Apologies for bumping this topic but might be useful for anyone who finds this issue.

does forcing a new login/consent by the user invalidate prior refresh tokens for that user even if the prior refresh token was not used?

Not sure, but I think not. I think the refresh token is only invalidated if the user revokes access through accounts.google.com

In addition are there any plans to either move away from the access_type=offline parameter or add as an alternative the mechanism specified in the OpenID specification, which is adding the scope offline_access to the authorization request? access_type is not part of the OAuth or OpenID specifications as far as I know.

Not that I’m aware of.

November 2020, and I bumped into this documentation while trying to get a missing refresh_token. Thankful I found it, as it was what I needed, but I question why it’s not in the main documentation anywhere

does forcing a new login/consent by the user invalidate prior refresh tokens for that user even if the prior refresh token was not used?

I just tested with an old and new token/refresh_token combination and the old pair continues to be valid when refreshing.

@jonparrott does forcing a new login/consent by the user invalidate prior refresh tokens for that user even if the prior refresh token was not used?

In addition are there any plans to either move away from the access_type=offline parameter or add as an alternative the mechanism specified in the OpenID specification, which is adding the scope offline_access to the authorization request? access_type is not part of the OAuth or OpenID specifications as far as I know.

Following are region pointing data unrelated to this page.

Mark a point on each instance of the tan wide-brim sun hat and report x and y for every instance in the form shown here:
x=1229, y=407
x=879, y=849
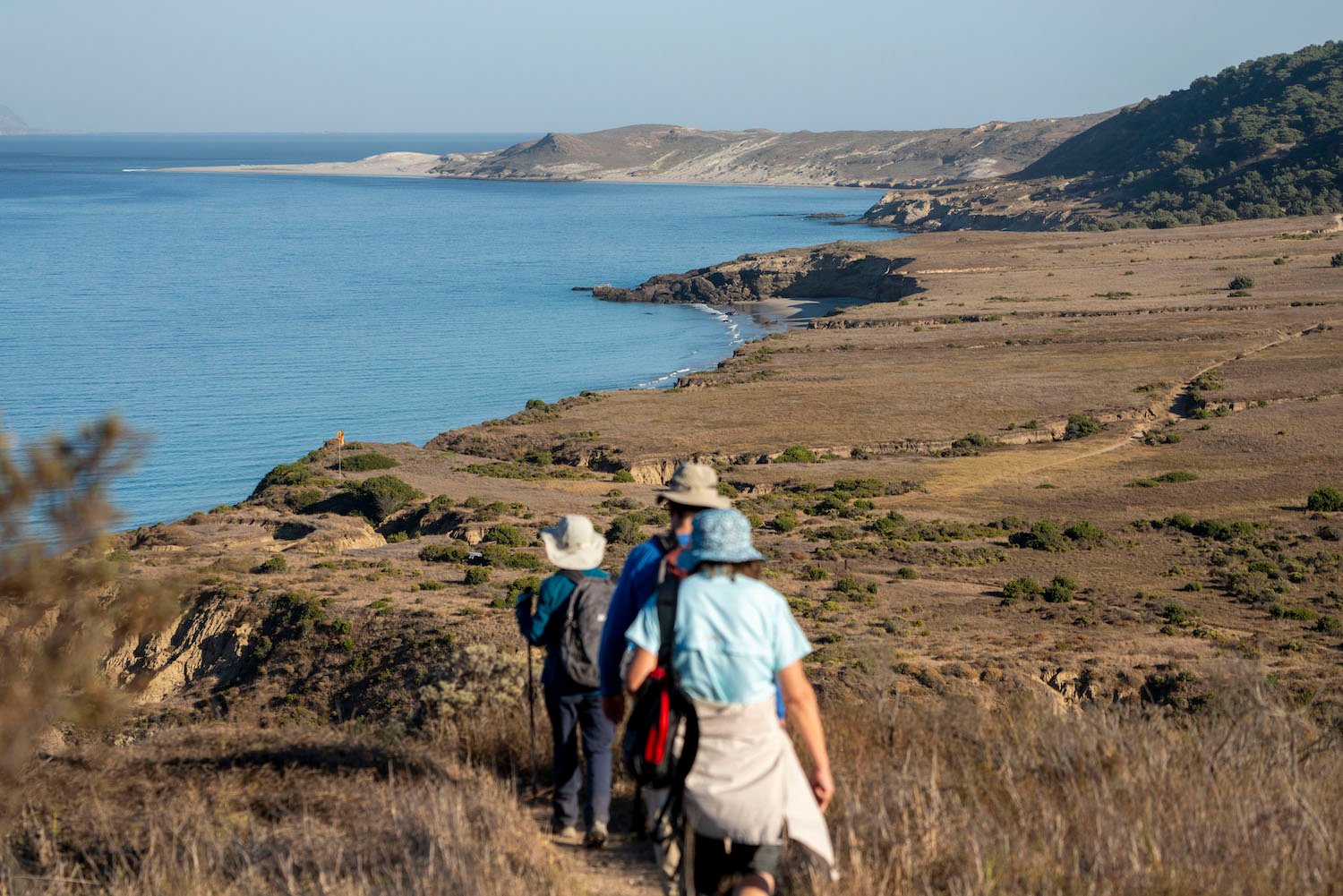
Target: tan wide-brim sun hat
x=695, y=485
x=574, y=543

http://openid.net/specs/openid-connect-core-1_0.html#OfflineAccess

This is documented here for now: https://developers.google.com/identity/protocols/OpenIDConnect#prompt

We are actively working to improve our auth docs, we are aware that it’s difficult to find documentation about both the high-level libraries and the low-level protocol. Stay tuned.

Bump on this issue thread – I just had to deal with this painful issue. It would be great if @google-admin could add this to their documentation!

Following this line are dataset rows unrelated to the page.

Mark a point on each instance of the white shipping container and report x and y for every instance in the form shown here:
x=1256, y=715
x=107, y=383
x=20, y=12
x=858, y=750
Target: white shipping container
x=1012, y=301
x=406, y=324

const authUrl = oAuth2Client.generateAuthUrl({ access_type: ‘offline’, scope: SCOPES, prompt: ‘consent’, // this fixed });

Unfortunately, prompt=consent&access_type=offline no longer works. Does anyone know if there’s a workaround for this issue?

It’s impressive that a company of the size of Google doesn’t care at all about this issue.

Golang solution for “golang.org/x/oauth2” and “golang.org/x/oauth2/google” is:

url := googleConfig.AuthCodeURL("your random string", oauth2.AccessTypeOffline, oauth2.ApprovalForce)

now url contains access_type=offline and prompt=consen

I’m using the recent java google oauth2 client. Same issue. No warning. No error. Nothing. Had to use the “force” thing. Interestingly enough, that only applied to Microsoft Edge. Same account on Firefox/Chrome had no issue at all… what are you guys doing?

If someone happens to come across this and is using the PHP client, then I fixed this issue by setting the prompt to force:

$client->setApprovalPrompt('force');

For some reason when the option is left at it’s default (auto) the refresh token is not returned, but when set to force, it is.